I spoke on a panel about a month ago at a Mitchell developer's conference, and a question was raised around how does Mitchell avoid cloud cost overruns. I thought this was a good question, and, after reading a recent LinkedIn article on out-of-control cloud OpEx, I wanted to present my thoughts on the matter in a quick post.
Most cloud providers, like AWS, do not provide any of the basic controls companies need to ensure predictable expenses. We believe at Skytap that it is the responsibility of the cloud provider to offer both visibility as well as controls into usage so that companies can avoid moving their on-premises VM sprawl problem to the cloud.
In the case of on-premises environments, teams typically camp on VMs because they were so difficult to acquire.

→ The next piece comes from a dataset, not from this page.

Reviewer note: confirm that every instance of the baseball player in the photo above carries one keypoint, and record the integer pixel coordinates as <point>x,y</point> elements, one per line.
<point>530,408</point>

Forms were filled out, justifications written, approvals secured all before the gear was ordered and shipped to the loading dock. Even with virtualization, these practices continued, and led to days or weeks of time before teams got the resources they needed. It's no wonder they were reluctant to give resources up, and this is what has led to astoundingly low levels of utilization for on-premises environments for development and testing purposes.
In the case of the cloud, resources have now become easily available. Self-service access to computing is one of the core tenets of the cloud, but sprawl still occurs for two primary reasons:
What is really needed to avoid sprawl and runaway costs are a few key capabilities, which we offer with Skytap cloud:
- Ability to suspend an environment. By "suspend," I mean "capture the in-memory running state of the application — just like it works on your laptop." How many of you reboot your laptop on a regular basis? And yet, this is how most clouds work today. By suspending the environment, the resources running the environment can be released and only storage costs accrue to the camped environment. If teams can quickly resume an environment and get back to the previous state without having to rebuild it from scratch, they are less likely to want to keep them running.
- User and Department Quotas. I know it sounds old-school and "ITish," but simply put, if you can assign quotas to individuals for smaller companies, or departments for larger companies, they will self-police their usage. To do this reasonably, you need course-grained controls like VM RAM concurrency or storage. In the case of AWS, the number of widgets you have access to is very high, so this would likely translate to some kind of cost quotas, but those are more difficult for end users to manage.
- Reporting and Notifications. Finally, you need good tools for reporting and notification on usage. If you can provide usage reporting based on departments, groups, projects, etc., you can ensure the right funds are being used appropriately. With notifications, you can avoid placing hard limits like quotas, but still be involved when usage reaches certain thresholds.